ROMA. Soffrono più dei maschi di problemi alla tiroide (+500%), osteoporosi (+736%), cefalea ed emicrania (123%), sclerosi multipla (+200%), solo per citare alcune malattie. Dai 15 ai 54 anni consumano più farmaci degli uomini, eppure spesso sono escluse dalle sperimentazioni cliniche con conseguenze anche gravi in termini di effetti indesiderati (nelle donne giovani si arriva al doppio) e mancanza di efficacia.
E nel contesto internazionale l'Italia non brilla: nella graduatoria delle pari opportunità in in materia di salute, il Global Gender Gap Report del World Economic Forum mette la Penisola al 72esimo posto al mondo. Di questo si parlerà giovedì 13 marzo a Milano in Regione Lombardia, al convegno 'Tutta cuore e cervello.
La sclerosi laterale amiotrofica in un''ottica di genere', promosso da Istituto neurologico Besta, direzione generale Sanità ed Eupolis. Grazie all'attività di un Comitato unico di garanzia per le pari opportunità, la valorizzazione del benessere di chi lavora e contro le discriminazioni (Cug), "il nostro Istituto - sottolinea Alberto Guglielmo, presidente del Besta - si impegna da 6 anni a tenere alta l'attenzione su questo tema promuovendo questo evento.
Quest'anno il focus è sulla Sla, nella speranza che la ricerca su questa malattia – che colpisce circa 5 mila italiani – nota da più di 150 anni ma di cui sappiamo ancora poco, proceda sempre tenendo ben presenti le diverse caratteristiche ed esigenze di uomini e donne".

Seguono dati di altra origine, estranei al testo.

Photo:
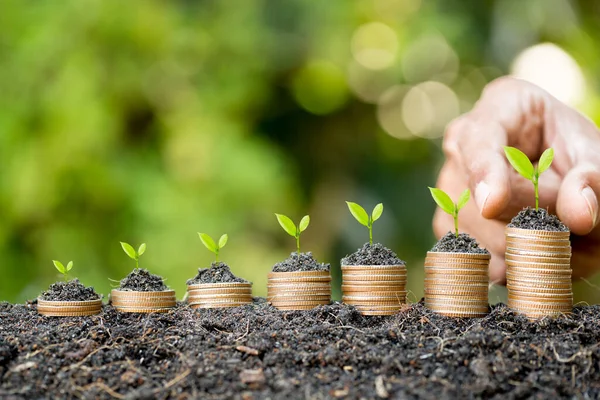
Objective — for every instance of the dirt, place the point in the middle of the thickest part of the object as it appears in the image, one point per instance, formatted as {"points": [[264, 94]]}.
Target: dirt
{"points": [[541, 220], [257, 352], [72, 290], [461, 244], [300, 262], [217, 273], [372, 254], [141, 280]]}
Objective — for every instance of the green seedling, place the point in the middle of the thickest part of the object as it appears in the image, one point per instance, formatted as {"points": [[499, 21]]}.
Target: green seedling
{"points": [[210, 244], [523, 166], [361, 216], [62, 269], [446, 203], [288, 225], [135, 255]]}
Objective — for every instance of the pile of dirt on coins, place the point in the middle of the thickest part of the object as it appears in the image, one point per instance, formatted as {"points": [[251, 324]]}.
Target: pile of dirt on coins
{"points": [[331, 351]]}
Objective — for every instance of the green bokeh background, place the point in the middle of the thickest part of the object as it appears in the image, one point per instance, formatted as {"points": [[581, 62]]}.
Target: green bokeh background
{"points": [[148, 121]]}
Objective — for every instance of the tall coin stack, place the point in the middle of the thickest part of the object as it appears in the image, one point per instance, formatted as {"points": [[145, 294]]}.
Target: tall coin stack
{"points": [[299, 290], [456, 284], [374, 289], [538, 272]]}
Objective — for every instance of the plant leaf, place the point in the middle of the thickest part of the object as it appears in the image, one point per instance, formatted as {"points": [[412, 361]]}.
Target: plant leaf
{"points": [[520, 162], [287, 224], [546, 160], [359, 213], [130, 251], [443, 200], [304, 222]]}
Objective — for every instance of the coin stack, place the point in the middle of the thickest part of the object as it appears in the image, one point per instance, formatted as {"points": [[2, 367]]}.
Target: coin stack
{"points": [[217, 295], [456, 284], [538, 272], [299, 290], [374, 289], [69, 308], [142, 302]]}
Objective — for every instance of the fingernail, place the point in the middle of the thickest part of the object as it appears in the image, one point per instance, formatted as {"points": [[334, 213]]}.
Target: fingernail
{"points": [[590, 197]]}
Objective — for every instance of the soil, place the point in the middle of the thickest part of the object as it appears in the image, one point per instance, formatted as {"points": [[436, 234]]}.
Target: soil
{"points": [[462, 244], [372, 254], [140, 280], [72, 290], [217, 273], [300, 262], [540, 219], [257, 352]]}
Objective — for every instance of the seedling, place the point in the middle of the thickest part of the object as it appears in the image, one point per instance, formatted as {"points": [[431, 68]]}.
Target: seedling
{"points": [[446, 203], [361, 216], [523, 166], [62, 269], [288, 225], [210, 244], [135, 255]]}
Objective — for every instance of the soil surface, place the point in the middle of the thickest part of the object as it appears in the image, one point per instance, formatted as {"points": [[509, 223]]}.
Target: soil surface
{"points": [[461, 244], [372, 254], [141, 280], [217, 273], [72, 290], [541, 220], [257, 352], [300, 262]]}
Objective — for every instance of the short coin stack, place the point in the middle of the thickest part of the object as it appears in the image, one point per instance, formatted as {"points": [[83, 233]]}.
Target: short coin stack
{"points": [[299, 290], [374, 289], [456, 284], [143, 302], [538, 272], [217, 295]]}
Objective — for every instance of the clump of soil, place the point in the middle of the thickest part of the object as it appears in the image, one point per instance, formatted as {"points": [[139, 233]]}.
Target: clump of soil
{"points": [[372, 254], [140, 280], [462, 244], [217, 273], [72, 290], [540, 219], [300, 262]]}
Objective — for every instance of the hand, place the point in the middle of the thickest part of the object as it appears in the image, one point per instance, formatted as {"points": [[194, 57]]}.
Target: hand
{"points": [[515, 113]]}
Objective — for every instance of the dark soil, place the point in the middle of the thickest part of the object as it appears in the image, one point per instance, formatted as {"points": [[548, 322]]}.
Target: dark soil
{"points": [[300, 262], [140, 280], [217, 273], [372, 254], [461, 244], [541, 220], [72, 290], [257, 352]]}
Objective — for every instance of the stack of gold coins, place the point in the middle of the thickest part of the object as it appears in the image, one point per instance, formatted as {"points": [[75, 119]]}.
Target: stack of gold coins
{"points": [[301, 290], [456, 284], [538, 272], [69, 308], [374, 289], [142, 302], [217, 295]]}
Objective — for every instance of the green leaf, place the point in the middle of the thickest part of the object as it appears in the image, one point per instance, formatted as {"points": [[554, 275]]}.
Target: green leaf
{"points": [[287, 224], [359, 213], [520, 162], [546, 160], [443, 200]]}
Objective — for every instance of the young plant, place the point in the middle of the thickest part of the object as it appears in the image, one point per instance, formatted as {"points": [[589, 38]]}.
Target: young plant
{"points": [[288, 225], [62, 269], [135, 255], [523, 166], [446, 203], [210, 244], [361, 216]]}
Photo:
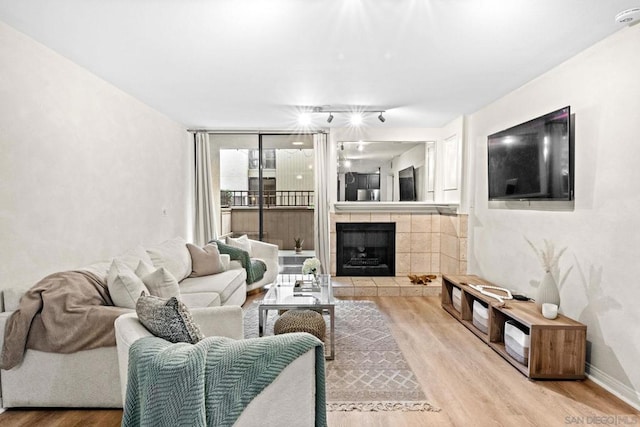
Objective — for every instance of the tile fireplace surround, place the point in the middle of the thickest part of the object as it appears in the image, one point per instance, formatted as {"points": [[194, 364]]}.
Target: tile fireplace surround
{"points": [[430, 243]]}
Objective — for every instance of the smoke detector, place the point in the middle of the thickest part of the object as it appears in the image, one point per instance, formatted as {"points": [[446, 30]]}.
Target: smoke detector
{"points": [[629, 16]]}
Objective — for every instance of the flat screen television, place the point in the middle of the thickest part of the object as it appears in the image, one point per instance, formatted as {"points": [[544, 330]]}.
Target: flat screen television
{"points": [[407, 180], [533, 160]]}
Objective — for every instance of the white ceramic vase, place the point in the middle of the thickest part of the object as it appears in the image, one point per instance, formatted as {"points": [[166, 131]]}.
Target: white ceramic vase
{"points": [[548, 291]]}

L'organismo maschile e quello femminile - spiegano gli addetti ai lavori - rispondono in modo diverso ai farmaci per diversità fisiologiche e anatomiche: le donne pesano meno, hanno una massa grassa maggiore e in generale più difficoltà nell'assorbimento gastrico dei farmaci. Spesso, poi, i sintomi di una stessa malattia possono essere diversi tra uomo e donna. Un esempio tipico è l'infarto: nella donna non si presenta quasi mai con il classico dolore toracico, ma con disturbi simil-influenzali che spesso non vengono riconosciuti (astenia, nausea, vomito, sudorazione profusa, dolore dorsale irradiato a braccia e collo).
Nonostante queste peculiarità, i farmaci sono sperimentati prevalentemente sugli uomini. Una scelta fatta in passato per ragioni etiche, per timore di una gravidanza durante il trial. Gli esperti chiamano però in causa anche ragioni economiche: le donne infatti non sono una categoria omogenea, perché la variabilità ormonale che caratterizza le diverse fasi della loro vita aumenta il numero dei campioni e prolunga la ricerca, gonfiandone i costi. Ma la mancanza di una sperimentazione clinica 'a misura di donna' ha a sua volta un costo: le reazioni avverse ai farmaci dai 35 ai 44 anni sono quasi doppie nelle femmine.
Gli specialisti del Besta ricordano alcuni casi di sperimentazioni 'dispari'. Tra gli anni '70 e '80, per proteggere madri in attesa e nascituri la Fda americana ha escluso le donne dagli studi clinici di fase III, fra cui uno sugli effetti dell'aspirina sulle malattie cardiovascolari in cui furono arruolati 22.071 uomini e nessuna donna. Idem per il Multiple Risk Factor Intervention Trial, condotto tra il 1973 e il 1982 per valutare i legami tra pressione, fumo, colesterolo e malattie coronariche: 12.866 uomini, zero donne. Nel Longitudinal Study sull'invecchiamento del National Institute on Aging di Baltimora (1958-1975) le donne erano escluse nonostante rappresentassero i 2 terzi degli over 65.
Infine, nel 1984 il primo studio sul ruolo degli estrogeni come possibile prevenzione delle malattie cardiache fu condotto solo sugli uomini, con gravi conseguenze in termini di tumori e femminilizzazione.